Packaging note: for `profile: codebase` skills with `sources[].type: git`, `ecpctl pack` enforces commit pinning and refuses to package when `sources[].revision.commit` is missing or set to `HEAD` (run `ecpctl refresh` to record a concrete commit hash).

Generated artifacts live inside the skill directory under `expert/context/` (indexes, summaries) and `expert/logs/` (optional). `build`/`refresh` also update `sources[].revision` in `expert/EXPERT.yaml` so `as_of` is reproducible.

## Using this on a real repository

1) Copy `examples/codebase-expert` into your skill collection location.   

2) Point the expert source at your repository:

```bash
ecpctl set-source --skill /path/to/codebase-expert --uri file:///abs/path/to/your/repo
```

On Windows, file URIs typically look like `file:///C:/path/to/repo` (forward slashes).

3) Build and query:

```bash
ecpctl build --skill /path/to/codebase-expert
ecpctl query --skill /path/to/codebase-expert "Where is auth implemented?"
```

## Real-world demo: VeraCrypt + OpenRouter

This repository includes VeraCrypt skill templates:
- `examples/veracrypt-expert` (keyword index backend)
- `examples/veracrypt-expert-sqlite` (SQLite FTS backend)
- `examples/veracrypt-expert-hybrid-vector` (hybrid retrieval: vector + SQLite FTS; recommended)

For a scripted run, see `examples/demo-veracrypt-expert.ps1` or `examples/demo-veracrypt-expert.sh` (auto-selects hybrid vector+FTS when available).
The VeraCrypt repository is not bundled; clone it locally before running the demo.
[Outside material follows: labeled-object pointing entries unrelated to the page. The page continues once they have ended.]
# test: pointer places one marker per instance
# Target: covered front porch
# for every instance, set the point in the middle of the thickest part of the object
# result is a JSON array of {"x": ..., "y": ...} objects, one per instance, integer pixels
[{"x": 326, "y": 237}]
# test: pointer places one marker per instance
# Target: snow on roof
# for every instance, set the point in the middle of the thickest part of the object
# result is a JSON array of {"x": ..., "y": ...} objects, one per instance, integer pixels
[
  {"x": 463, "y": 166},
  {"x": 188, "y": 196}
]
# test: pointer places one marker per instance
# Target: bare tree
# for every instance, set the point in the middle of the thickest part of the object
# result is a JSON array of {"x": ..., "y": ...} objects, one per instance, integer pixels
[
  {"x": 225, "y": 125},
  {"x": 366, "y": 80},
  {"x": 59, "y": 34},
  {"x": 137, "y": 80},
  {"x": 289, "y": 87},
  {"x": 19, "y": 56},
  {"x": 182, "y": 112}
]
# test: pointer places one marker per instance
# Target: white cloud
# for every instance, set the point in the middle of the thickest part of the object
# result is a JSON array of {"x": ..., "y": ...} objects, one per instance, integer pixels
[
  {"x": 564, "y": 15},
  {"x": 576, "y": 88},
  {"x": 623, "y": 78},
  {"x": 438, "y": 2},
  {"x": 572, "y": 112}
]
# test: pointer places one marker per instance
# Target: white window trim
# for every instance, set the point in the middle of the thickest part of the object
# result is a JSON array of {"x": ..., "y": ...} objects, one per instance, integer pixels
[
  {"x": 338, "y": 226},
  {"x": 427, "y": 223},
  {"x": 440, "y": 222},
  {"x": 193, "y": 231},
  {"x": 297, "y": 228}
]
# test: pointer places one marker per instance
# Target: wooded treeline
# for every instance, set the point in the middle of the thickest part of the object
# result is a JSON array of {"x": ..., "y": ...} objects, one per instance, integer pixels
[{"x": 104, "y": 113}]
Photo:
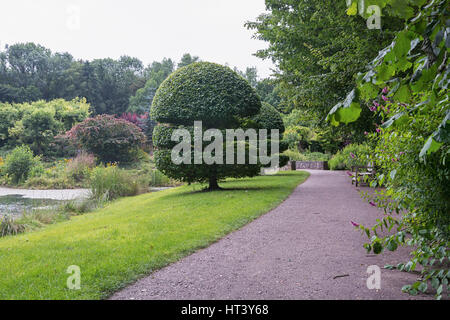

1) Clone VeraCrypt (recommended sibling layout):

```bash
git clone https://github.com/veracrypt/VeraCrypt examples/VeraCrypt
```

If you cloned VeraCrypt elsewhere, point the skill at your checkout:

```bash
SKILL=examples/veracrypt-expert-hybrid-vector
ecpctl set-source --skill "$SKILL" --source-id repo --uri file:///abs/path/to/VeraCrypt
```

2) Build the expert context:

```bash
SKILL=examples/veracrypt-expert-hybrid-vector
ecpctl validate --skill "$SKILL"
ecpctl build --skill "$SKILL"
```

To force a full rebuild (even if an index already exists):

```bash
SKILL=examples/veracrypt-expert-hybrid-vector
ecpctl build --rebuild --skill "$SKILL"
```

3) Query it (local synthesizer, always offline):

```bash
SKILL=examples/veracrypt-expert-hybrid-vector
ecpctl query --skill "$SKILL" "Where is the main source code located?"
```

4) Query it with LLM synthesis via OpenRouter (citations still come from local context artifacts):

```bash
# Either export env vars (or put them in a `.env` file in the current directory):
export OPENROUTER_API_KEY="..."
export OPENROUTER_MODEL="xiaomi/mimo-v2-flash:free"
SKILL=examples/veracrypt-expert-hybrid-vector
ecpctl query --llm openrouter --skill "$SKILL" "Summarize the main components involved in mounting a volume."
```

PowerShell equivalent:

```powershell
$env:OPENROUTER_API_KEY="..."
$env:OPENROUTER_MODEL="xiaomi/mimo-v2-flash:free"
$skill="examples/veracrypt-expert-hybrid-vector"
ecpctl query --llm openrouter --skill $skill "Summarize the main components involved in mounting a volume."
```

`.env` example (auto-loaded from the current directory):

```dotenv
OPENROUTER_API_KEY=...
OPENROUTER_MODEL=xiaomi/mimo-v2-flash:free
```

Notes:
- `ecpctl` auto-loads `.env` from the current directory (without overriding existing env vars).
- Avoid committing `.env` (this repo ignores it via `.gitignore`).
- `OPENROUTER_API_KEY` must be set for `--llm openrouter`.
- Remote LLM synthesis is blocked when `security.contains_secrets: true`, and is disabled by default unless `security.allow_remote_llm: true` is set in `expert/EXPERT.yaml`.
- The OpenRouter call sends the retrieved evidence snippets to OpenRouter. Do not enable it for sensitive repositories.
- `--llm openrouter` requires outbound HTTPS access to `openrouter.ai`.
- `ecpctl pack` refuses to package skills with `security.contains_secrets: true` unless `--allow-secrets` is explicitly set.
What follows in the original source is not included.